Advantages of behaviorism in teaching
Behaviorism is a theory about why people behave the way they do. It is basically concerned with observable behaviours that can be measured. In learning, behaviorism focuses on stimuli that create a response.
Behaviorism is action-oriented and does not take into account thoughts or emotions associated with a reaction or behaviour because these are not observable and not measurable. Although a mature awareness of behaviour in students includes non-observable variables, several teaching situations require a behaviourist approach to be effective.
Students with autism have atypical social and language development and engage in stereotypical behaviours. They often exhibit aggressive behaviour toward themselves and others.
Many times children with autism have difficulty with change.
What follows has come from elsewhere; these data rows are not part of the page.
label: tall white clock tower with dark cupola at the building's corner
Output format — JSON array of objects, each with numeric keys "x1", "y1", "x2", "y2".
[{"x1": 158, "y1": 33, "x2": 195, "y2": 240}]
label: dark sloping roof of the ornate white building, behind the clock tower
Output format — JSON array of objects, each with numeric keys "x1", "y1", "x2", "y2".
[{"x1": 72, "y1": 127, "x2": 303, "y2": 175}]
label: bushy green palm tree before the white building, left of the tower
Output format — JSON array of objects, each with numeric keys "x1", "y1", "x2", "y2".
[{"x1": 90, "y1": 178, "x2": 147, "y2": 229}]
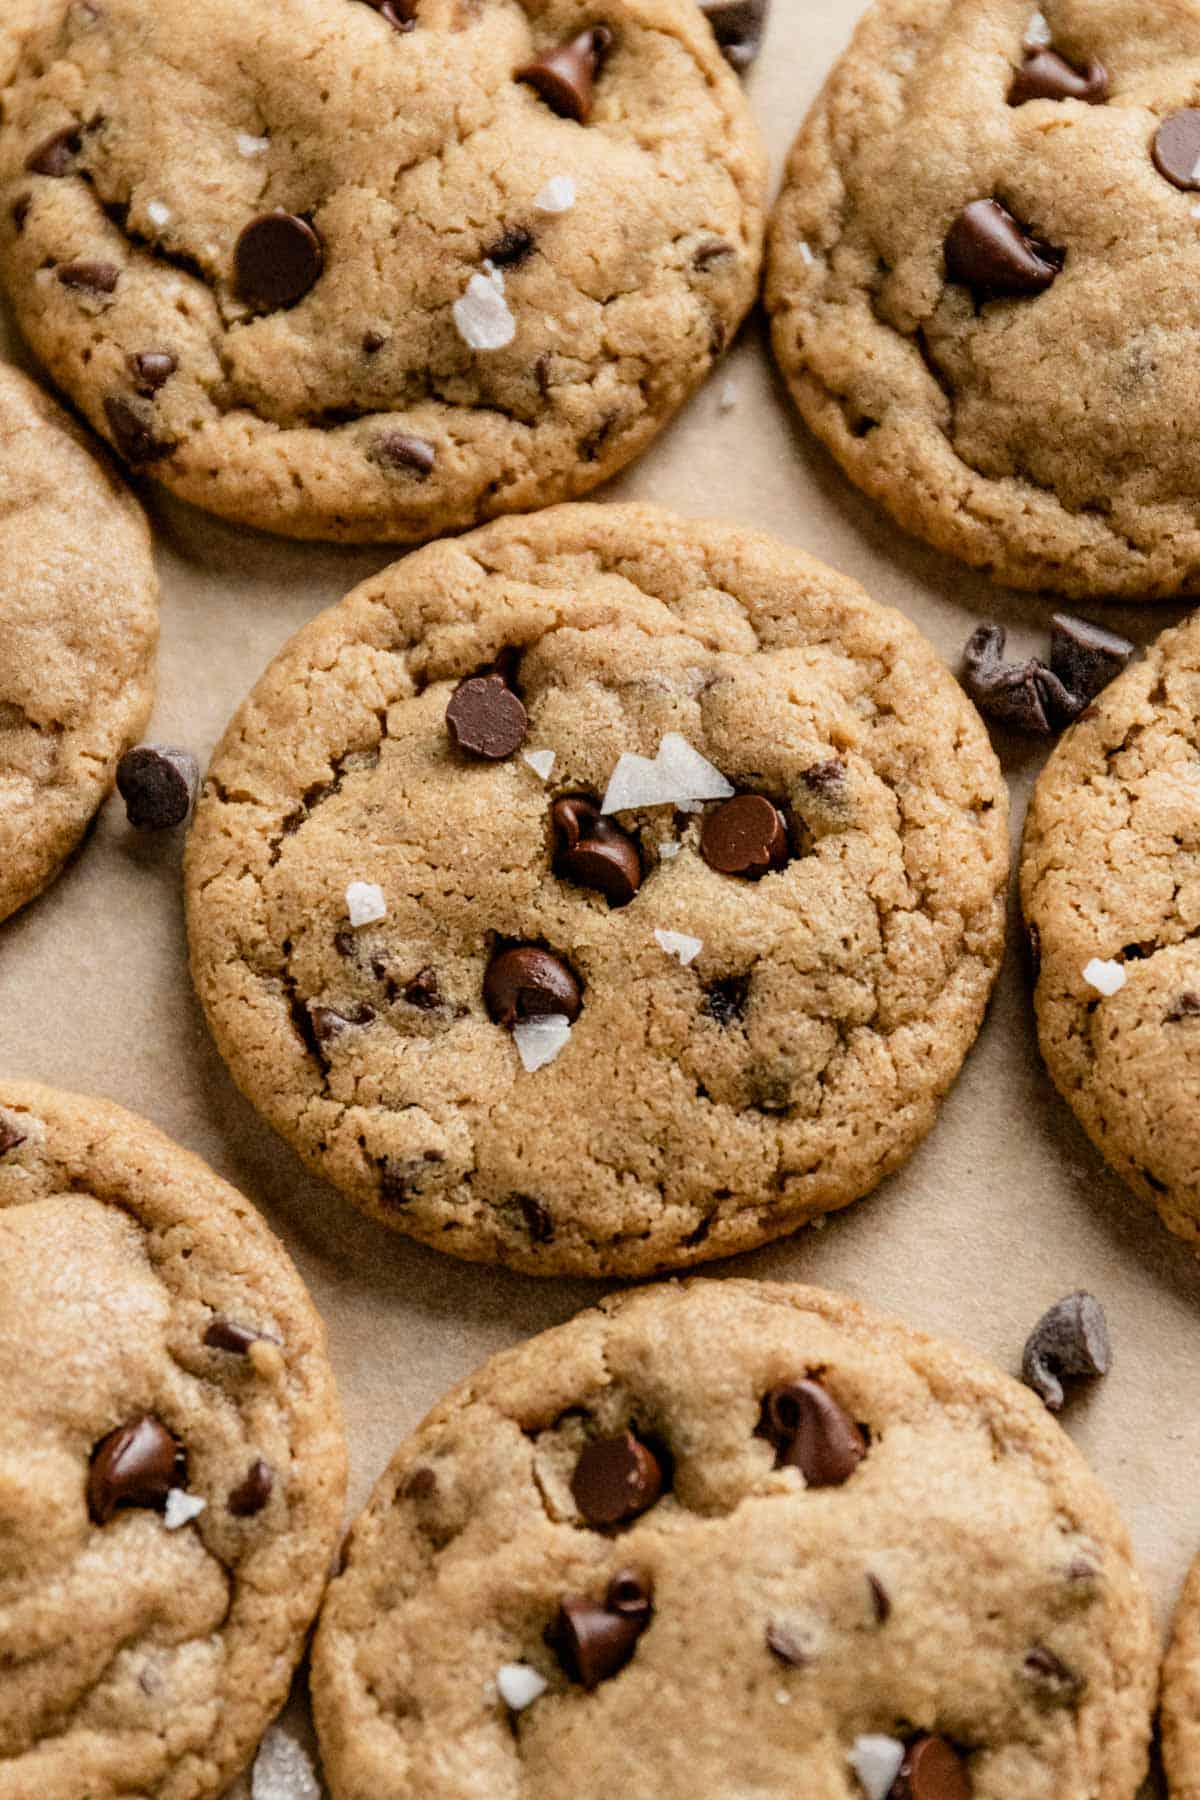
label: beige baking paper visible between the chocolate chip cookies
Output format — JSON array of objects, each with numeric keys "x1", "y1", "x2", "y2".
[{"x1": 0, "y1": 0, "x2": 1200, "y2": 1792}]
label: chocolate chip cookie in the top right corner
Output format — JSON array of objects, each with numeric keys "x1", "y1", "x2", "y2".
[{"x1": 768, "y1": 0, "x2": 1200, "y2": 598}]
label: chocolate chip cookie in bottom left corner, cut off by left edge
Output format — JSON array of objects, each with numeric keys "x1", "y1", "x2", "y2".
[{"x1": 0, "y1": 1082, "x2": 345, "y2": 1800}]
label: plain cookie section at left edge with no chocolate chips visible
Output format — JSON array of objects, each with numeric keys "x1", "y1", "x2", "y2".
[{"x1": 0, "y1": 367, "x2": 158, "y2": 918}]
Although autism is not curable, behavioural modification has been shown to be an effective teaching methodology. Behavioural theory says that behaviours can be shaped using rewards and punishment.
Consistently rewarding a student for exhibiting a desired behaviour increases the likelihood that the behaviour will be exhibited again. Punishment of undesired behaviour has the same potential to reduce unwanted behaviour.
Social learning theory is an offshoot of behaviorism and is based on the premise that students learn by observing others and modelling behaviour. In a classroom, using peer models has been shown to be an effective learning tool.
When students model what they observe another student doing, learning takes place. The student who is observing learns that the behaviour had either a positive or negative outcome for the model. Setting up positive models in a classroom is an important teaching method for good behaviour.
Positive Behavior Support
Positive Behavior Supports (PBS) is a research-based, function-based method for eliminating unwanted behaviours and replacing them with pro-social skills. PBS employs some of the tenets of behaviorism in that students are taught to observe how to use appropriate classroom behaviours. Students are taught to listen for a verbal stimuli such as, "Put your toys away." The teacher models putting toys away and the students practice. When a student does not follow the model, he receives a response from the teacher to try again. Students are taught to judge their own success or failure in responding to teacher requests.
Behaviorism and Challenging Behaviors
Behavioural strategies for addressing challenging behaviours in the classroom include: shaping, fading, prompting and modelling. One behavioural approach for dealing with challenging behaviours is called the ABC. The "A" refers to identifying the antecedent to the behaviour--what happened right before a behaviour occurred. The "B" refers to behaviour and identifying, in detail, what behaviour followed the antecedent. The "C" refers to consequence, or what happened when the behaviour occurred. Using the ABC approach to behaviour management helps a teacher know what causes a behaviour (antecedent or stimuli) and what consequence(s), or response, reinforced the behaviour.